Our table sampled all three of the desserts offered on the menu (there were four of us) and all were inventive and unique.

Now I have to determine how long a waiting period I need to suffer through before I don’t seem too desperate to go back. Maybe a day? Two? Union 613 absolutely satisfied my jones for good Southern food. Having it here in Ottawa makes it even more special. There’s something to be said for eating fried catfish purchased from a roadside shack right on the bayou, but there’s also something to be said for a taste of the South a 5-minute drive from home.

Montreal Classics

Wow! This summer is gorgeous and hot. The weather in Montreal is no exception. We are heading out this morning to Beauty’s Luncheonette, recently featured on The Layover with Anthony Bourdain. Beauty’s has been serving classic diner fare for breakfast, lunch and dessert since 1942. The luncheonette holds an unassuming spot on the corner of St. Urbain and Mont Royal. Hymie Sckolnick, the original owner is still greeting customers and gets you a “great” seat at 90 years old. He is Beauty.

We sit in a classic booth.
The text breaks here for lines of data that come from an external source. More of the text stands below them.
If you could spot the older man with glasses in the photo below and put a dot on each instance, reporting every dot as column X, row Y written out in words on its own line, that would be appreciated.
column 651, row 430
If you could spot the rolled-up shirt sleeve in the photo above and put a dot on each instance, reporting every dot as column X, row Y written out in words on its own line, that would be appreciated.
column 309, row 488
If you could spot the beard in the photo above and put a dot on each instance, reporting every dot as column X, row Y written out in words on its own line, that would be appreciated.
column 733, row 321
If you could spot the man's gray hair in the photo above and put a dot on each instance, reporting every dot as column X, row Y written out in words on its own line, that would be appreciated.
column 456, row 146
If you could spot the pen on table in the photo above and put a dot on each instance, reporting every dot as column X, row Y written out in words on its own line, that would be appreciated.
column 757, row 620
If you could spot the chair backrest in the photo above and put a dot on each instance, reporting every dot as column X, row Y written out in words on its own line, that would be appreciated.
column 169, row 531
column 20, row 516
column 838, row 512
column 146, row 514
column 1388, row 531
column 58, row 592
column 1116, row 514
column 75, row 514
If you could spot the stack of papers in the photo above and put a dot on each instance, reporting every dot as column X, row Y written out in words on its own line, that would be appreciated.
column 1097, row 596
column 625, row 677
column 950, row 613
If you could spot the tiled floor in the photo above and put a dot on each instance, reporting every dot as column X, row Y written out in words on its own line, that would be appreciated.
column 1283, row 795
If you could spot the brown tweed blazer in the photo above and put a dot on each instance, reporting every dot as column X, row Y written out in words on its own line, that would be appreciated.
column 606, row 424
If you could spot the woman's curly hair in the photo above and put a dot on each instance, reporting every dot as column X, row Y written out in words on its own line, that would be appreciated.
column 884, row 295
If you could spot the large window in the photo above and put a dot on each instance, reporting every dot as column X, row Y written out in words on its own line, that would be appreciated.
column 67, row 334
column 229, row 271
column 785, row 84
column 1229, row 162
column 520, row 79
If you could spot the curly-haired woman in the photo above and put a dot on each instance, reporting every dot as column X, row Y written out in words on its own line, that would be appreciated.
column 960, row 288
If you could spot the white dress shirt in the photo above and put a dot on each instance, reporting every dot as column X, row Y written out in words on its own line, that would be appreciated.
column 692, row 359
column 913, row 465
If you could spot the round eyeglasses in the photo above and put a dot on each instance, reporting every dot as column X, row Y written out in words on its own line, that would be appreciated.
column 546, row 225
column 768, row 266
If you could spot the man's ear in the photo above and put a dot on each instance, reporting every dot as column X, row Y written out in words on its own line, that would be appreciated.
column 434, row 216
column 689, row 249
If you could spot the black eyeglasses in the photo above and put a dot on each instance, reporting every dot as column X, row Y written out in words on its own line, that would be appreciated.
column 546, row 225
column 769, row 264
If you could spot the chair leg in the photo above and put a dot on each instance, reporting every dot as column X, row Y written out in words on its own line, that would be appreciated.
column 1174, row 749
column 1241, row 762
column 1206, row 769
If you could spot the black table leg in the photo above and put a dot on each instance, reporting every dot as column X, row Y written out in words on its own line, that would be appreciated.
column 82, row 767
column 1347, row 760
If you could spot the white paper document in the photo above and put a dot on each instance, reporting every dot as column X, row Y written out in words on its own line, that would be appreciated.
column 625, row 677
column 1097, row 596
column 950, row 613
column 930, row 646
Waitresses are younger and clad in jeans and Beauty’s tees but it is still a diner without irony. Our server brings excellent coffee and fresh-squeezed OJ.
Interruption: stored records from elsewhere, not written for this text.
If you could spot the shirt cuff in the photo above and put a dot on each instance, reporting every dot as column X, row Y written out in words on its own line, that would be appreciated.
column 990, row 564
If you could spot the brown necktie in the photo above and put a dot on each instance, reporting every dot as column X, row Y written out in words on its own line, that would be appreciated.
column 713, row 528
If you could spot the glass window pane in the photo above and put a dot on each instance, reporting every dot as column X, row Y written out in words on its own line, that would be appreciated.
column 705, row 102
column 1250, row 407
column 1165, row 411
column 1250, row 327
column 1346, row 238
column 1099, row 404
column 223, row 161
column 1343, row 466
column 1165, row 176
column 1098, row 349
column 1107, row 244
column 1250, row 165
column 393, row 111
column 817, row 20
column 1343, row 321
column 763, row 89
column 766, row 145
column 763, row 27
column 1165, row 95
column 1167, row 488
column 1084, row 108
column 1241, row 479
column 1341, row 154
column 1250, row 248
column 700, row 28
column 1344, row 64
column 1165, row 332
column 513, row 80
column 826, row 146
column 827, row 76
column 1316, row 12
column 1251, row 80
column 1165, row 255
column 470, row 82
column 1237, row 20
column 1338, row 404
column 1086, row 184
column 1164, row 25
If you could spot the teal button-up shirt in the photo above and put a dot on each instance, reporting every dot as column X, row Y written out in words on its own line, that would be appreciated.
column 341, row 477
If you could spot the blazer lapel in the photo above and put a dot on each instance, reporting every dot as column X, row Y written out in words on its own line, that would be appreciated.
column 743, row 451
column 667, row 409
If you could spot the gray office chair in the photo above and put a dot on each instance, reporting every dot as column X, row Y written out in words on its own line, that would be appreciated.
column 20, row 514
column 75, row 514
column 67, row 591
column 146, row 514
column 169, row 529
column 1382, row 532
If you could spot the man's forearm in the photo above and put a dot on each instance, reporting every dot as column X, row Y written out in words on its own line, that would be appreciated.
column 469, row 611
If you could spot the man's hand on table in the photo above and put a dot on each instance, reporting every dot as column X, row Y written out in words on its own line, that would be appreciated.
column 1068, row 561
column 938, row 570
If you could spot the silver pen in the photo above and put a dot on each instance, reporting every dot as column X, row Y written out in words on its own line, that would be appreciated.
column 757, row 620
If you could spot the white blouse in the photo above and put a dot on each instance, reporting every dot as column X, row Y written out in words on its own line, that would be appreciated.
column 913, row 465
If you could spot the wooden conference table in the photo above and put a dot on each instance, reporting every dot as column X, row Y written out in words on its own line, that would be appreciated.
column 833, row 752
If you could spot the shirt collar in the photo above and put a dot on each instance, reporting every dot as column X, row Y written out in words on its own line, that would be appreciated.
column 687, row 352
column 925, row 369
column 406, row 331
We order the Beauty’s special to share and I chose a country omelet with bacon cheese and potato, while Rob chose the mishmash, an omelet with onion, green pepper, salami and french-cut hot dogs, grilled hard on the flat top so they have a nice caramelized finish.

The omelets are very good but the star of the show is the Beauty’s special – a Montreal bagel loaded with cream cheese, red onion, tomato and smoked salmon. Happy Mouth.

Beauty’s is a place I would visit for that sandwich alone. However be forewarned, Beauty’s is not as Beauty’s does…this was a $65 breakfast for two, albeit including an extra Beauty Special — the smoked salmon sandwich that we shared. The real kicker is that the beverages — a coffee, a diet Coke and an OJ cost $9.00 together. These are not diner prices.

Back to the hotel to dump off cameras and head off to my rendezvous with Louis Vuitton. I have been drooling over his carry-on luggage for way too long. Time to commit. Rob went clothes shopping… or something, no one cares.

This evening the skies opened. We need the rain, but wow! Luckily we can get to Place des Arts mostly inside and then run across the street to the venue to see Jim Gaffigan at the 30th anniversary of Just For Laughs Comedy Festival. The show is great, all new material and a few favorites that the crowd wanted to hear. After an encore, Jim leaves and we are peckish. Time for a late dinner. Schwartz’s.

Schwartz is a Montreal institution going on 84 years now. One of the few places open for late night dining on a Monday, the deli is busy. We once again grab the last parking spot in front and manage to find two seats together. Schwartz is not a large place. Tables are grubby and slow to be cleared. 80-plus years of grime layer the joint – and you just know the food is going to live up to expectations.

We get seated and our server “Artie from the Sopranos” breezes by twice to let us know he’s getting to us. When he finally does we order fries, coleslaw and dill pickle to share and medium (half-fat-half-lean-you-need-a-little-fat-with) smoked meat sandwiches each, and I order the recommended Cott’s black cherry soda.

Our food begins to arrive. Coleslaw is excellent oil and vinegar slaw, fries are good, and the garlic dill is perfect. Our sammies arrive next. Smoked meat piled high on soft rye, with a little yellow mustard. Excellent. They’re “fall apart in your hands good”. I also appreciate the size of the serving. Schwartz delivers a hefty sandwich, with plenty of meat, but doesn’t  overdo it  a la  New York City’s Carnegie deli which seems to pride itself on big, excessive and inevitable waste.